Mira, esto me ha pasado en todo. No solo con emails. Con presentaciones. Con reuniones. Con conversaciones. Tengo un día en el que todo me sale solo, las palabras fluyen, las ideas conectan, y al día siguiente intento reproducirlo y es como si fuera otra persona.
Y lo frustrante no es que salga mal. Lo frustrante es que sabes de lo que eres capaz. Lo has visto. Lo has hecho. Pero no puedes repetirlo a voluntad.
Es como cambiar de objetivo cada mes: no es que no tengas talento, es que no puedes acceder a él cuando quieres. Está ahí, pero funciona con sus propias reglas. Y sus reglas no coinciden con tu agenda.
La gente normal hace algo bien, entiende por qué funcionó, y lo repite. Punto. Así funcionan los sistemas. Así funcionan las empresas. Así funciona el mundo. Haces una cosa buena, documentas el proceso, lo replicas.
Pero tú no.
Tú haces algo increíble y cuando intentas documentar cómo lo hiciste, te das cuenta de que no tienes ni idea. No sabes qué hiciste diferente. No sabes por qué ese día sí y los otros no. Es como si tu mejor trabajo apareciera por combustión espontánea y desapareciera igual.
¿Se puede capturar el rayo en la botella?
Pues mira, la analogía me encanta porque describe exactamente lo que pasa. Tu mejor trabajo es un rayo. Brutal, luminoso, aparece de la nada y dura un segundo. Y tú ahí con tu botella de cristal intentando meterlo dentro para poder usarlo después.
Y no funciona así.
No funciona porque tu rendimiento no depende de la fórmula. Depende del estado. Y el estado no es algo que puedas replicar a voluntad. El día que escribí ese email genial probablemente estaba en un punto dulce: suficiente estimulación, suficiente presión, suficiente novedad, el equilibrio exacto de condiciones que mi cerebro necesita para funcionar a tope.
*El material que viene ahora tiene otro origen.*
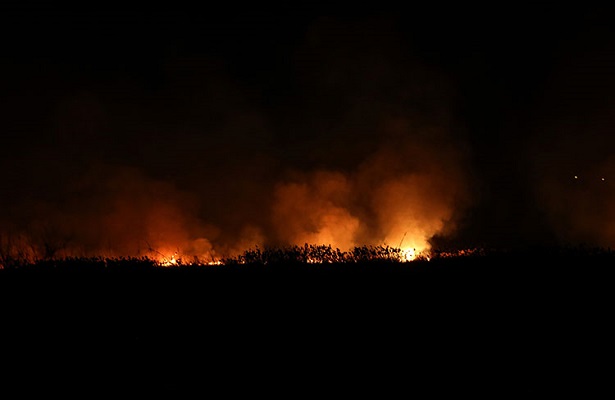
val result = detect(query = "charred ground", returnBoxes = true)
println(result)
[0,248,615,397]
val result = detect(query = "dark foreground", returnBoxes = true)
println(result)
[0,247,615,398]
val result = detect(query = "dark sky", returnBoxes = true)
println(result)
[0,2,615,260]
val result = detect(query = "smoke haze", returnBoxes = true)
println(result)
[0,10,615,261]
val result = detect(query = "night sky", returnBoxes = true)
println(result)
[0,2,615,258]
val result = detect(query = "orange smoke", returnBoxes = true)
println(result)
[273,120,470,257]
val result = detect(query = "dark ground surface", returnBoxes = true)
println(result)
[0,248,615,398]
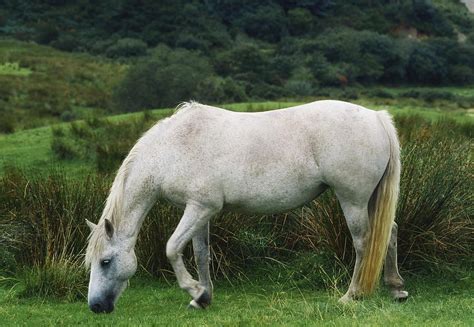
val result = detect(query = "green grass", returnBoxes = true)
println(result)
[0,277,474,326]
[0,62,31,76]
[0,39,127,130]
[0,99,474,176]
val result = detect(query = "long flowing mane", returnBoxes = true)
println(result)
[85,150,136,267]
[85,101,200,267]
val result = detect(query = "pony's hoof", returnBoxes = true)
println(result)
[392,290,408,302]
[196,291,211,309]
[188,300,204,310]
[338,294,354,304]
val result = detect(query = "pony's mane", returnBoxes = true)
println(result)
[85,145,137,267]
[85,101,200,267]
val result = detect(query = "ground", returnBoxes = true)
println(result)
[0,276,474,326]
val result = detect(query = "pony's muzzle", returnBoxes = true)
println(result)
[89,301,114,313]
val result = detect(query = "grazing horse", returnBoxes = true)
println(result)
[86,100,408,312]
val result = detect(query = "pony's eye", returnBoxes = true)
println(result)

Al día siguiente, una de esas variables había cambiado. A lo mejor dormí peor. A lo mejor estaba menos estimulado. A lo mejor el simple hecho de que ya no era la primera vez le quitó la novedad. Y sin ese equilibrio, mi cerebro me da un rendimiento completamente distinto.
Es como intentar hacer una receta que te salió perfecta una vez sin termómetro, sin báscula y sin reloj. Todos los ingredientes están ahí, pero las proporciones cambian cada vez y no tienes forma de medirlas.
El mito de la constancia en el rendimiento
Hay algo que nadie te dice sobre el rendimiento: para la mayoría de la gente, es relativamente estable. Un 7 todos los días. A veces un 6, a veces un 8, pero siempre en ese rango.
El mío no. El mío va de 3 a 10 sin previo aviso. Hay días que soy brillante y días que no soy capaz de escribir una frase coherente. Y no hay patrón. No hay lógica. No hay forma de predecir qué versión de mí va a aparecer hoy.
Pues resulta que eso tiene nombre. Resulta que hay cerebros que funcionan así. Cerebros que no regulan bien la dopamina y por tanto no regulan bien el rendimiento. Cerebros donde la dopamina manda, no la disciplina. Y cuando me lo explicaron, dejé de sentirme como un fraude.
Porque eso era exactamente lo que sentía. Que era un fraude. Que mi buen trabajo era suerte y mi trabajo normal era mi nivel real. Que no me merecía los días buenos porque no podía reproducirlos.
TDAH. Eso era. Un cerebro que no mantiene un rendimiento constante porque su sistema de recompensa fluctúa como la bolsa en día de crisis. Y una vez que lo supe, dejé de intentar capturar el rayo y empecé a diseñar mi vida para funcionar incluso en los días de 3.
Esto no es un diagnóstico. Si te sientes identificado, habla con un profesional. Pero saber que esto tiene una explicación ya cambia mucho.
¿Y entonces qué hago con los días malos?
Los días malos no son el problema. El problema es que tratamos los días malos como si fueran un fallo. Como si debieras rendir a tope todos los días y cualquier cosa por debajo fuera inaceptable.
Lo que a mí me funciona es tener dos modos: modo rayo y modo mantenimiento. En modo rayo, aprovecho y creo todo lo que puedo. En modo mantenimiento, hago lo mínimo para no perder el hilo. Y dejo de compararlos.
Porque empezar y no terminar es el patrón clásico del TDAH. Pero si reduces tus expectativas en los días de bajón, puedes mantener el hilo sin quemarte. Y mantener el hilo es suficiente.
No necesitas ser brillante todos los días. Necesitas no desaparecer. El rayo volverá. Siempre vuelve. Tu trabajo es seguir ahí cuando llegue.